Ertan Küçükoglu offered to try to review and test this, so here's a rebase.

Some notes:

* it turned out that the Turkish i/I test problem I mentioned earlier
in this thread[1] was just always broken on Windows, we just didn't
ever test with UTF-8 before Meson took over; it's skipped now, see
commit cff4e5a3[2]

* it seems that you can't actually put encodings like .1252 on the end
(.UTF-8 must be a special case); I don't know if we should look into a
better UTF-8 mode for modern Windows, but that'd be a separate project

* this patch only benefits people who run initdb.exe without
explicitly specifying a locale; probably a good number of real systems
in the wild actually use EDB's graphical installer which initialises a
cluster and has its own way of choosing the locale, as discussed in
Ertan's thread[3]

[1] 
https://www.postgresql.org/message-id/flat/CA%2BhUKGJZskvCh%3DQm75UkHrY6c1QZUuC92Po9rponj1BbLmcMEA%40mail.gmail.com#3a00c08214a4285d2f3c4297b0ac2be2
[2] https://github.com/postgres/postgres/commit/cff4e5a3
[3] 
https://www.postgresql.org/message-id/flat/CAH2i4ydECHZPxEBB7gtRG3vROv7a0d3tqAFXzcJWQ9hRsc1znQ%40mail.gmail.com
From fb33b7eb5482bae31b70bb54dbe77325b543a89c Mon Sep 17 00:00:00 2001
From: Thomas Munro <thomas.mu...@gmail.com>
Date: Mon, 20 Nov 2023 14:24:35 +1300
Subject: [PATCH v5 1/2] MinGW has GetLocaleInfoEx().

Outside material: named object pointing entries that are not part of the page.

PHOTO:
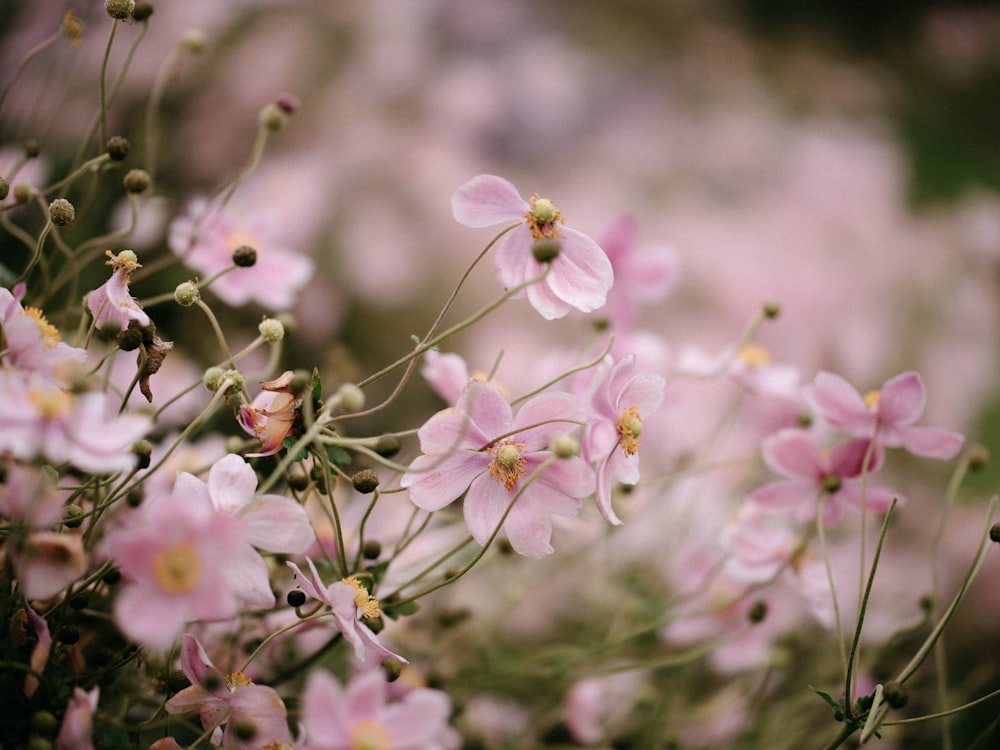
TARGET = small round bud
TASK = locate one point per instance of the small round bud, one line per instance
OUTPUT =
(273, 117)
(271, 330)
(44, 723)
(757, 612)
(137, 180)
(895, 694)
(194, 40)
(351, 397)
(73, 516)
(119, 9)
(186, 293)
(392, 668)
(565, 446)
(142, 11)
(61, 212)
(546, 249)
(244, 256)
(68, 635)
(130, 339)
(117, 147)
(143, 449)
(23, 192)
(979, 456)
(365, 481)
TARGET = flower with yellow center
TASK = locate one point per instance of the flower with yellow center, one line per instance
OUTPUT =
(507, 466)
(177, 568)
(629, 427)
(542, 218)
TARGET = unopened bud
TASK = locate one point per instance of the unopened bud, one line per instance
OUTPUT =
(271, 330)
(119, 9)
(244, 256)
(137, 180)
(546, 249)
(61, 212)
(186, 293)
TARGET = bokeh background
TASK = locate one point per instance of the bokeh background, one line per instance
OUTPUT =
(841, 158)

To use BCP 47 locale names like "en-US" without a suffix ".encoding", we
need to be able to call GetLocaleInfoEx() to look up the encoding.  That
was previously gated for MSVC only, but MinGW has had the function for
many years.  Remove that gating, because otherwise our MinGW build farm
animals would fail when a later commit switches to using the new names by
default.

There are probably other places where _MSC_VER is being used as a proxy
for detecting MinGW with an out-of-date idea about missing functions.

Discussion: https://postgr.es/m/CA%2BhUKGLsV3vTjPp7bOZBr3JTKp3Brkr9V0Qfmc7UvpWcmAQL4A%40mail.gmail.com
---
 src/port/chklocale.c | 2 --
 1 file changed, 2 deletions(-)

diff --git a/src/port/chklocale.c b/src/port/chklocale.c
index 8cb81c8640e..a15b0d5349b 100644
--- a/src/port/chklocale.c
+++ b/src/port/chklocale.c
@@ -204,7 +204,6 @@ win32_langinfo(const char *ctype)
 	char	   *r = NULL;
 	char	   *codepage;
 
-#if defined(_MSC_VER)
 	uint32		cp;
 	WCHAR		wctype[LOCALE_NAME_MAX_LENGTH];
 
@@ -229,7 +228,6 @@ win32_langinfo(const char *ctype)
 		}
 	}
 	else
-#endif
 	{
 		/*
 		 * Locale format on Win32 is <Language>_<Country>.<CodePage>.  For
-- 
2.45.2

From dc726a61aace86bda62687e3aa1411753ba3f1a4 Mon Sep 17 00:00:00 2001
From: Thomas Munro <thomas.mu...@gmail.com>
Date: Tue, 19 Jul 2022 06:31:17 +1200
Subject: [PATCH v5 2/2] Default to IETF BCP 47 locale names in initdb on
 Windows.
MIME-Version: 1.0
Content-Type: text/plain; charset=UTF-8
Content-Transfer-Encoding: 8bit

Avoid selecting traditional Windows locale names written with English
words, because (1) they are unstable and explicitly not recommended for
use in databases and (2) they may contain non-ASCII characters, which we
can't put in our shared catalogs.  Since setlocale() returns such names,
on Windows use GetUserDefaultLocaleName() if the user didn't provide an
explicit locale.  It returns BCP 47 strings like "en-US".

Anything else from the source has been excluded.